Bir insan görmediğini, dokunmadığını, öpmediğini, tatmadığını nasıl bunca sevebilir. Nasıl böylesine içini yakabilir. Hayal edebilir. Ne yüce bir kalem. Yeri geliyor ahh keşke dedirtiyor yeri geliyor bunca yüksek hissedildiği için korkutuyor.
Tolstoy'un bir anlatısı vardı. “Bana hastanede 'Karın öldü !' dediklerinde ne yapacağımı, nasıl tepki vereceğimi bilemedim, içimden eve gidip karıma olanı anlatmak ve bana ne yapmam gerektiğini söylemesini istedim” demişti.
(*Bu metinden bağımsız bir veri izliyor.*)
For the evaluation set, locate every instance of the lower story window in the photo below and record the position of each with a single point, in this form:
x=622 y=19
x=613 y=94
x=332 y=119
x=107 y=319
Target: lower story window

İlk okuduğumda fazlasıyla etkilenmiştim. Murat Mesut'u okurken de sanki bunu hissettim. Rüveyda'yı o kadar iyi tanıyor o kadar aşık o kadar güzel konuşuyordu ki... Sanki varlığından sonraki yokluk işkencesini çeker gibiydi.
"Âlem sen gibi bir Rüveyda bir daha görmesin!" der.
Görmesin. Murat'ın Rüveyda'sını, Murat'tan başka kimse görmesin.
Masal olduğu için mi bunca can yaktı yoksa. Masalların sonu mutlu biter malum. Ama Rüveyda gelmedi. Masal yarım kaldı. Bir kekeme gibi Rü-vey-da diye sayıkladım dilimde. Gel artık incitme bu adamı diye ne çok kızdım yeri geldiğince. Yeri geldi Murat'tan çok merak ettim seni. Yeri geldi Murat'ın hayallerine ortak oldum. Murat anlattı ben dinledim. Biliyorum ki Rüveyda'yı Rüveyda'dan daha iyi tanıyorum artık.
Yazarımızın aklına, kalbine sığmayan, taşan, onca kelimenin sıraya dizilip ahenkle dans ettiği yüreklere dokunarak içlerimizi okşayan, acıtan, üzen, derdine aşkına bizi de ortak eden bu güzel muhteşem eser bende bitmeyen duygular, hisler oluşturdu. Bu yaşıma kadar düşünüp de kuramadığım cümlelerimin veya bildiğim kelimelerin tükendiği dışarıya anlatamadığım milyon duygumun açığa çıkmasına yardımcı oldu. Her sayfasındaki mizanı, betimlemeleri, anlatım dili, kelimelerle oynayışı, üslubu öyle hoş ve etkileyici ki insana kitabı bitirdim dedirtmiyor. Dönüp dönüp başka sayfalar açıp tekrar okuyorsunuz.
Yıllanıp da bitmeyecek eserlerden bu kitap. Herkese tavsiye edeceğim hatta kafasına vura vura oku bak aşk neymiş diyeceğim muhteşem kalem. Yazarımızı tebrik ediyorum. Ve bizlere emanet ettiği kelimelerinin değerini bilmemiz umuduyla. Umarım hediyelerinde cimri olmaz da bu güzel kalemden mahrum olmayız.
Murat Mesut'un yeni eserlerinde görüşmek üzere... ''
''1000 kitap sitesinde yayınlanmayan inceleme!'' diye başlık attım. Çünkü bu mail yeni. Rüveyda'ya Mektuplar'ı kitap olarak çıktıktan sonra okuyup yazan, aşk talibi dostlardan 3. inceleme yazısı ama mektup sahibi sitede yayınlamayacakmış ve ismi de mahfuz bir sır olarak yadımızda kalacak.
Hak etmediğim iltifatları içinde barındırsa da, virgülüne dokunmadan burada saklamak istedim.
Kaleminize bereket, sonsuz teşekkürler, sevgiler.